2.10 woningtype parkeernorm

bij het bepalen van woningentype gelden de volgende oppervlaktematen voor het gebruiksvloeroppervlak (NEN2580):

  Grondgebonden   Appartement  
Goedkoop   < 110 m²   < 100 m²  
Midden   110 m² - 155 m²   100 m² - 125 m²  
Duur   > 155 m²   > 125 m²  

2.11 maatvoering parkeerruimte

de ruimte voor het parkeren van auto's is afgestemd op gangbare personenauto's waaraan wordt voldaan indien de afmetingen van:

  • a. bedoelde parkeerruimten ten minste 2,5 x 5,0 m in geval van kops parkeren en 2,0 x 6,0 m bij langsparkeren bedragen;
  • b. een gereserveerde parkeerruimte voor een gehandicapte, voor zover die ruimte niet in de lengterichting aan een trottoir grenst - ten minste 3,5 x 6,0 m bedragen.

Hoofdstuk 2 Bestemmingsregels

Artikel 3 Groen

3.1 Bestemmingsomschrijving

De voor 'Groen' aangewezen gronden zijn bestemd voor:

  • a. groen- en speelvoorzieningen;
  • b. voorzieningen ten behoeve van de waterhuishouding, zoals riolering en waterafvoer;
  • c. een geluidwerende voorziening ter plaatse van de aanduiding 'geluidscherm';
  • d. watergangen en -partijen, en
  • e. fiets- en voetpaden, in- en uitritten en andere, ondergeschikte verhardingen.

3.2 Bouwregels

Op en in de gronden als bedoeld in lid 3.1 mogen uitsluitend worden gebouwd:

3.2.1 Bouwwerken, geen gebouwen zijnde

Bouwwerken geen gebouw zijnde moeten voldoen aan de volgende kenmerken:

  • a. de maximum bouwhoogte bedraagt 3,0 m, behoudens voor speelvoorzieningen, kunstobjecten, palen en masten waarvan de maximum bouwhoogte 6,0 m bedraagt.

3.3 Afwijken van de gebruiksregels

Het bevoegd gezag kan bij een omgevingsvergunning afwijken van het bepaalde in lid 3.1 ten behoeve van de aanleg van parkeervoorzieningen, mits:

  • a. de behoefte daaraan op de plaats waar de aanleg gewenst wordt geacht, voldoende vaststaat, en
  • b. het structurele karakter van de groenzone gehandhaafd blijft.

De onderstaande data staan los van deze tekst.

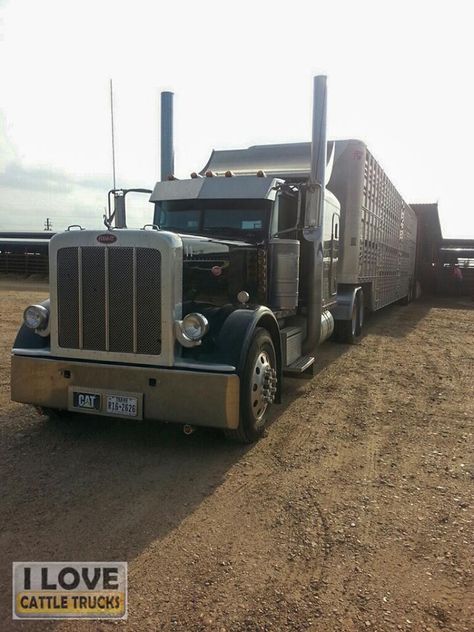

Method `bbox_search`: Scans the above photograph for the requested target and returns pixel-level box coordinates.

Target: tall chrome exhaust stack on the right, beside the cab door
[303,75,327,353]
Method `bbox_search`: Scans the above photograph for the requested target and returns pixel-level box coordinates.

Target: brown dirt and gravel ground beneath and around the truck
[0,288,474,632]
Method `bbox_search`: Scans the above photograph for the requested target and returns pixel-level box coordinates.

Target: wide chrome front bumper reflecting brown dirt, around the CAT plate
[11,355,240,428]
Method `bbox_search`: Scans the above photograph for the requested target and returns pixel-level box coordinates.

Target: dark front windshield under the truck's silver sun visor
[155,200,270,241]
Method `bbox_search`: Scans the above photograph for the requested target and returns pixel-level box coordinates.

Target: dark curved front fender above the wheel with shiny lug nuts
[217,306,282,404]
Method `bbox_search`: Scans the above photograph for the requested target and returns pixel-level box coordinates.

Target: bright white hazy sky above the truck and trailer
[0,0,474,237]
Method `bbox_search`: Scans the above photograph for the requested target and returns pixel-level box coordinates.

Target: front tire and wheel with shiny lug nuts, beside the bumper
[225,327,277,443]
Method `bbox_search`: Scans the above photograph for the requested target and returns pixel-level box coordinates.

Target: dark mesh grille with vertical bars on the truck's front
[57,246,161,355]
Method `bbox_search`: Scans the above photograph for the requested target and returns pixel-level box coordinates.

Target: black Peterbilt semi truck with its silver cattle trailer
[11,76,416,443]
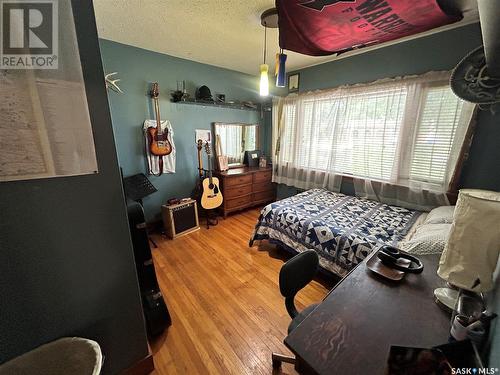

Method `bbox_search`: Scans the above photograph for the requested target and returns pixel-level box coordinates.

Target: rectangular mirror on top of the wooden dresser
[214,122,259,168]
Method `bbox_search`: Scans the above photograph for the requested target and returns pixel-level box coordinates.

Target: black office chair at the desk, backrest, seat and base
[272,250,319,368]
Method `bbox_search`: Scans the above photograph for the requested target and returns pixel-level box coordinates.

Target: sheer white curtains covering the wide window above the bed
[273,72,474,209]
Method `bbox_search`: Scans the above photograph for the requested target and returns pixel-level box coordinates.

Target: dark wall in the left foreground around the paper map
[0,0,148,375]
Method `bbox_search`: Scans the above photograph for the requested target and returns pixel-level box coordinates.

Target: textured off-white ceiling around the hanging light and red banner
[94,0,477,74]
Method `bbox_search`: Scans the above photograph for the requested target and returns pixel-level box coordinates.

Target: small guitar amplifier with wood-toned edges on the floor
[161,199,200,238]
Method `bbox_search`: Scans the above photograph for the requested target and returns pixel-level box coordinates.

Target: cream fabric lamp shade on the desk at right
[438,189,500,292]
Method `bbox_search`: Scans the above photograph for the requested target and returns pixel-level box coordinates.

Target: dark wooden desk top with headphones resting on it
[285,256,450,374]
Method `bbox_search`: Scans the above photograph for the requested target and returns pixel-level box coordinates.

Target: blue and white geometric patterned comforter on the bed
[250,189,421,276]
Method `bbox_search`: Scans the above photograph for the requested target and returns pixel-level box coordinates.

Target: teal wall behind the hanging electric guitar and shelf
[100,39,270,221]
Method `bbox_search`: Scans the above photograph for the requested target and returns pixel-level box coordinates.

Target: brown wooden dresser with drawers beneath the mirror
[215,167,276,217]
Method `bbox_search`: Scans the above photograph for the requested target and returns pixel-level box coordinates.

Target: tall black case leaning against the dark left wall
[127,200,172,337]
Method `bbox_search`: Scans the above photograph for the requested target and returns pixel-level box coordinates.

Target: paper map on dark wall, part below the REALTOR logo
[0,70,97,181]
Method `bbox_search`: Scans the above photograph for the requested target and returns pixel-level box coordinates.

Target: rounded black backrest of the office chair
[279,250,319,319]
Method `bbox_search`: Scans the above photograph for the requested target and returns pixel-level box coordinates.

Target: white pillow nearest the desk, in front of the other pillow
[398,224,451,255]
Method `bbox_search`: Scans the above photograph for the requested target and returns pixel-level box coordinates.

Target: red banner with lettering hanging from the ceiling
[276,0,461,56]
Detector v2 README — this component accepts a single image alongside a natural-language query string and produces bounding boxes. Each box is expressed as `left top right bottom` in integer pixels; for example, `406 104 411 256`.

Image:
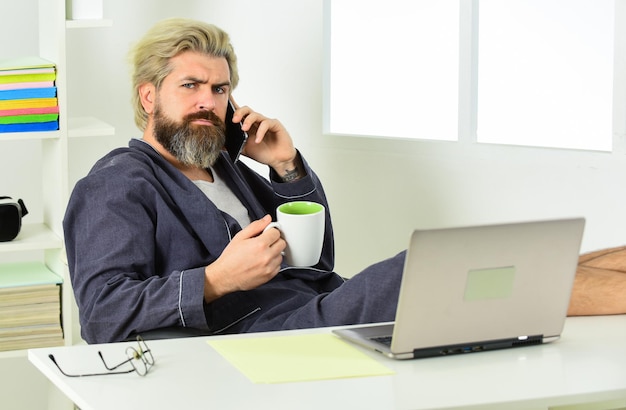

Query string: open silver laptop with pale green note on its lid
334 218 585 359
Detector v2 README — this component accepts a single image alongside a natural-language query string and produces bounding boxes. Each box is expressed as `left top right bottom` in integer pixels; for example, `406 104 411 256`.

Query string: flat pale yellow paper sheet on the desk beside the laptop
208 333 394 383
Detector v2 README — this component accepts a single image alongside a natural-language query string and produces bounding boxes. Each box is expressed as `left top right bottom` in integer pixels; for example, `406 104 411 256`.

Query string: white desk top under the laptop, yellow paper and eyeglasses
28 315 626 410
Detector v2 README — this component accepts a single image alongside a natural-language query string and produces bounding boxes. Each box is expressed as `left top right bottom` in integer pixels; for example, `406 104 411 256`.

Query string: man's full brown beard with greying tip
154 104 226 168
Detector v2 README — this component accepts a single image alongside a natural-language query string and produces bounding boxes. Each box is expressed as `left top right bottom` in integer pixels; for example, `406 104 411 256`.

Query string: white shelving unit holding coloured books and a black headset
0 0 115 409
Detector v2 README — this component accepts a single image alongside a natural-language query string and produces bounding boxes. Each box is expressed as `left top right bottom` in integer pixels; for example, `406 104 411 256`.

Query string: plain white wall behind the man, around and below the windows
62 0 626 276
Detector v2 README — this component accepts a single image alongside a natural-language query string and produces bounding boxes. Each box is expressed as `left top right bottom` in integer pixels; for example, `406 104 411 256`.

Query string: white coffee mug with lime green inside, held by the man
265 201 325 267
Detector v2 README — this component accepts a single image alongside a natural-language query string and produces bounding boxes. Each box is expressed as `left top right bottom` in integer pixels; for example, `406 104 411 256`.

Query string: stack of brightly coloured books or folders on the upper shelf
0 57 59 132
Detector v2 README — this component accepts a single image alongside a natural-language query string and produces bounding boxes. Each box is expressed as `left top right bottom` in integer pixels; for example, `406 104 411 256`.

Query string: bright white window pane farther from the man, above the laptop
477 0 614 150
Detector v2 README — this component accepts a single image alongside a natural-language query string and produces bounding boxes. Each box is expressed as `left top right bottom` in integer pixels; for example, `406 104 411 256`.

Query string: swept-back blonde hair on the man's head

met in achtneming van het bepaalde in lid 10.2.

Artikel 4 Tuin

4.1 Bestemmingsomschrijving

De voor 'Tuin' aangewezen gronden zijn bestemd voor:

  • a. tuinen.

4.2 Bouwregels

Op en in de gronden als bedoeld in lid 4.1 mogen uitsluitend worden gebouwd:

4.2.1 Gebouwen

Gebouwen moeten voldoen aan de volgende kenmerken:

  • a. bijbehorende bouwwerken in de vorm van tuinhuisjes, hobbykastjes en soortgelijke gebouwen moeten achter de voorgevel van de woning worden gebouwd, tot bij elke woning een gezamenlijke maximum oppervlakte van 10 m² en een maximum bouwhoogte van 3,25 m, onverminderd het bepaalde in sublid 6.2.2 onder a en b;
  • b. aan de voor- en zijgevel van een woning mag een erker, een ingangspartij en een droogstand worden gebouwd:
    • 1. met, uit de betreffende gevel van de woning gemeten, een gezamenlijke diepte van ten hoogste 30 % van de kortste afstand tussen de betreffende gevel en de bestemmingsgrens evenwijdig aan die gevel, met een maximum diepte van 1,5 m;
    • 2. indien gesitueerd aan de zijgevel moet een minimum afstand van 1,0 m tot de zijdelingse perceelsgrens resteren;
    • 3. tot een gezamenlijke breedte van ten hoogste 3/5 van de breedte van de betreffende gevel van de woning, waarbij een erker tot 1,5 m breder dan de breedte van die gevel mag zijn;
    • 4. met een maximum bouwhoogte van 3,25 m.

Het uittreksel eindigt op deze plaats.